This is really good information, Hannah! And showing it like this makes very good points. What a great teaching tool.

I'd like to raise a question. When the wife points out that her husband's job when he gets home is to play games and relax (however she says it) could that be labeled abuse? I think some would say it is, partly because she says it as such a put down. I personally disagree with that conclusion because she obviously has asked for help over and over, even nicely, and he keeps refusing. She knows nice does not work. If nice does not work, are her shaming comments ok or are they abuse?

To add to your comments about the Christian community's response to this couple, actually, I think if she spoke that way in front of a pastor, the pastor would get on her case for dishonoring her husband as you mention above, but wouldn't he also say the wife should be a keeper at home and stop going to work? The pastor may also see the cooking and cleaning as the wife's responsibility, and think she is the one out of line, that she is the one creating conflict. If she would just do the job God created her to do (taking care of children, husband and house, and if she wants to be rebellious and go to work, that's extra) and do it without complaint, there would not be a problem.

Anonymous said...

Waneta,

You raise a good point about the wife's comments about her husband. When I was in it, God convicted me that I had to do right even if my husband didn't. At the very least, comments like that would be disresectful and possibly have manipulative intent. Speaking the truth doesn't have that sort-of back-handed zinger quality to it. For me, learning this was part of the way God continued to refine me in the process.

However, that said, a wife who speaks like this is speaking out of a very legitimate need. And husbands on the receiving end, and the church, tend to present her as a "nagging" or "contentious" wife -- and we all know what everythings about those, don't we! Poor man! Look what he has to deal with! At best, the church and many counselors are going to say they BOTH have a problem -- and abuse comes off the table.

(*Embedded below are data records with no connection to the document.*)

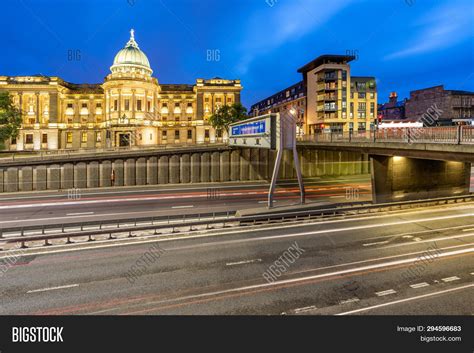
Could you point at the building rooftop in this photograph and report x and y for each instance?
(326, 59)
(177, 87)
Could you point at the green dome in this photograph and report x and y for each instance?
(131, 58)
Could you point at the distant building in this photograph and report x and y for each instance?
(436, 106)
(328, 98)
(291, 100)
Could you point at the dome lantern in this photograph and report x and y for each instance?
(131, 59)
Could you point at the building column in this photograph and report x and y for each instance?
(37, 107)
(133, 104)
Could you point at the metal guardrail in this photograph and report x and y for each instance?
(336, 210)
(117, 224)
(456, 135)
(13, 155)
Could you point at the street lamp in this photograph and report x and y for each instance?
(296, 111)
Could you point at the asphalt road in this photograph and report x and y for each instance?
(412, 262)
(22, 209)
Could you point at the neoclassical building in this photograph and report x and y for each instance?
(131, 108)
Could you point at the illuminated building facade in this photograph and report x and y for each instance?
(131, 108)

And the Word has a lot of negative things to say about a contentious woman, including that she tears down her own house with her hands. So look whose fault it is if this family is falling apart! It's right there in the Word!

But they are completely missing the point that she is speaking out of hurt and unmet needs -- literally crying out for help the only way she knows how.

What happens when a child is hurt or feeling bad? Do they very politely approach us at a convenient moment and say, "Mother dear, I am feeling under the weather. Could you, perhaps, assist me when you get a chance?" No, they scream and cry, maybe even strike out at us. They have a meltdown in the grocery store and embarrass us to death.

Hopefully, if we have a clue about parenting, we understand the clues. While we may redirect the child's behavior in an more appropriate direction, we also understand what is really going on -- and address that as the primary concern.

The church and counselors need to gain some discernment to address things like this properly. This is a cry for help from someone who has exhausted every means she knows of to correct a serious problem. It is not an effective means to accomplish her goal - but she doesn't know what else to do either. And she is certainly not the "problem" by "nagging."